The climate in Burgundy also needs mentioning. It is well adapted to making exceptional Pinot Noir and Chardonnay. Burgundy is cool in the spring (frosts can be an issue, especially in Chablis), and then warms up: the continentality plays a role here, giving cold winters and warm summers. Then towards harvest, it gets cooler again, so picking takes place in autumnal conditions which are good for achieving high quality. Yet there is often a race against autumn rains, and this goes some way to explaining why vintage variation is quite strong in Burgundy. The big challenge viticulturally speaking is rain during the growing season. This can lead to issues with downy mildew and botrytis, especially with the thin-skinned, tight-clustered Pinot Noir grape.

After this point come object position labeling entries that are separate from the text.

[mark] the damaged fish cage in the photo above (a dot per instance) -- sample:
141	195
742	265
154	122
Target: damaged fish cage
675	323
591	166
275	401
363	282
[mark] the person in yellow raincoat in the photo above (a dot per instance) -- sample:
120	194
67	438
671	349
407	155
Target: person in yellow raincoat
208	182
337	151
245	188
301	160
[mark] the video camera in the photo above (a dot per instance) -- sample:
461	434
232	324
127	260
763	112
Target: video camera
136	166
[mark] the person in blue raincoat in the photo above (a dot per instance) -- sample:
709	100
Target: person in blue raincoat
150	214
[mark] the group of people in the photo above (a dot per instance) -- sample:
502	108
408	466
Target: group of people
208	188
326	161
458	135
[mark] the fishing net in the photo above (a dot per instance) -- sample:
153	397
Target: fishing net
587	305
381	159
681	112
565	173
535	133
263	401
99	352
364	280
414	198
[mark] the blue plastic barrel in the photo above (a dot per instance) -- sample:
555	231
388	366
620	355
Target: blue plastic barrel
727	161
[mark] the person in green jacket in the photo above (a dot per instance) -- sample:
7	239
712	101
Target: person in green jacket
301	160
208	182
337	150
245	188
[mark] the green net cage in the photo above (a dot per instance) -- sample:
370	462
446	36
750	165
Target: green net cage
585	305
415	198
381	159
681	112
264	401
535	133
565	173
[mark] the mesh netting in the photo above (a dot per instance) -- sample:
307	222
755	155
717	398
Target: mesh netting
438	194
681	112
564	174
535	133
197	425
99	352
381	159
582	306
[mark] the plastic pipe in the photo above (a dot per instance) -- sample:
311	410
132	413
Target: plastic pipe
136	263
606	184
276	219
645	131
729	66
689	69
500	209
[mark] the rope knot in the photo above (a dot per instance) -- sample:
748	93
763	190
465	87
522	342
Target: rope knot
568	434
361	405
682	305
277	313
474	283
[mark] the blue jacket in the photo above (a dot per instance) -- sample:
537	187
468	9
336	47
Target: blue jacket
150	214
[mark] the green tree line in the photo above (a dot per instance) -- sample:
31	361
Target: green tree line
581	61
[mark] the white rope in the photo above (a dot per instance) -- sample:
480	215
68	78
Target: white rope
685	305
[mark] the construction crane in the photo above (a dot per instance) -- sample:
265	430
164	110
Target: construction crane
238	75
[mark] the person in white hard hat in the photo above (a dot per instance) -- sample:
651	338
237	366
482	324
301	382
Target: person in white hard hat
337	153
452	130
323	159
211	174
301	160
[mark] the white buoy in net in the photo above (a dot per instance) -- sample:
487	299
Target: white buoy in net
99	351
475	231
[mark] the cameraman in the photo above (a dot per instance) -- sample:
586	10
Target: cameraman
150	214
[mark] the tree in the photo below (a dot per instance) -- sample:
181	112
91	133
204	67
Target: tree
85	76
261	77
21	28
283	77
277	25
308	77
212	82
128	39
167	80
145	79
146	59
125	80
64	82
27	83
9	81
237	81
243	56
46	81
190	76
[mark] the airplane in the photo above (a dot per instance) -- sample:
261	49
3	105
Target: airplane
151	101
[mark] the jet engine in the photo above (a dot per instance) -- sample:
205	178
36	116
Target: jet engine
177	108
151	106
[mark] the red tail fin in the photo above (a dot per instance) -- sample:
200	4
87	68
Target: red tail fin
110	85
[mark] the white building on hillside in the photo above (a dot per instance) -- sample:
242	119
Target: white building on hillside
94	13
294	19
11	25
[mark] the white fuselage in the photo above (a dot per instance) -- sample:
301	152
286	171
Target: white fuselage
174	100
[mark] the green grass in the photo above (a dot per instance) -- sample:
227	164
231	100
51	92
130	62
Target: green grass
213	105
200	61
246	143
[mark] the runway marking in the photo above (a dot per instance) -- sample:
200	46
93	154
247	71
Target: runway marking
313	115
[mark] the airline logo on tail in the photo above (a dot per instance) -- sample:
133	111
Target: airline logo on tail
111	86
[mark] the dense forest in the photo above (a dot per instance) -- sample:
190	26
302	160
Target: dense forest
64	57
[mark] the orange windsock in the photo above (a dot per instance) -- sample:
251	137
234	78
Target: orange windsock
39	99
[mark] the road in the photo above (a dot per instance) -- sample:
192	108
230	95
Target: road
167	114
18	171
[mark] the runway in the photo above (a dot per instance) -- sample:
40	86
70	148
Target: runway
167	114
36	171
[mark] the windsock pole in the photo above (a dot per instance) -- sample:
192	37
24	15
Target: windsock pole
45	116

One key concern in the region is also climate change. As with many wine regions, it has been getting significantly warmer in Burgundy. The concern is that if this carries on for too long, Pinot Noir, in particular, will no longer be well adapted to the region. Chardonnay and Aligoté are less sensitive, however, and can adapt to warmer temperatures.
Finally, it is important to note that while there is a hierarchy of vineyard sites in Burgundy, this doesn’t always correspond with wine quality in a linear way. The winegrower is the best indication as to whether a wine is likely to be good. I’d rather have a village-level wine from a talented winegrower than a Grand Cru from and middling producer. Even more reason to explore intriguing bottles from the less famous subregions and make note of the producers you enjoy.
We have a wonederful selection of Burgundy wines on The Sourcing Table webshop. Let’s highlight a few and decode the labels in light of what we’ve said here.
Chablis 'En Boucheran', 2019
This is from Chablis, the northern outpost of Burgundy, which means it is made from Chardonnay. En Boucheran is the name of the vineyard – this is a village-level wine (a straight Chablis), but this vineyard is actually between two highly regarded premier cru vineyards, so it is very well positioned. Edouard and Eleni Vocoret are excellent producers, and this is the most important consideration when choosing Burgundy.
Domaine Devevey
Bourgogne Hautes-Cotes de Beaune 'Champs Perdrix', 2015
This is a regional wine: a Bourgogne. But it is from a regional-plus appellation, Bourgogne Hautes-Cotes de Beaune. This indicates the wine is sourced from a vineyard at the top of the slope above the Côtes de Beaune. This area has interesting soils but in the past was quite cool. With global warming, however, it is becoming very interesting. The producer is Devevey who is also very good, meaning this Chardonnay is particularly interesting.
Chambolle-Musigny Vieilles Vignes, 2015
Chambolle-Musigny is a highly regarded village in the Côte des Nuits, and this Pinot Noir is a village-level wine from a really good producer: Frederic Magnien. It is also from a fantastic vintage, 2015. Vieilles Vignes also means old vines, which is usually a positive indicator for quality (though this isn’t always a general rule of thumb, which you can read more about on our blog here).
Puligny-Montrachet 'Les Champs Gain' 1er Cru, 2017
This is Chardonnay from a premier cru vineyard in Puligny-Montrachet called Les Champs Gain. Once again, the producer matters a lot, and Mischief and Mayhem are making fantastic wines.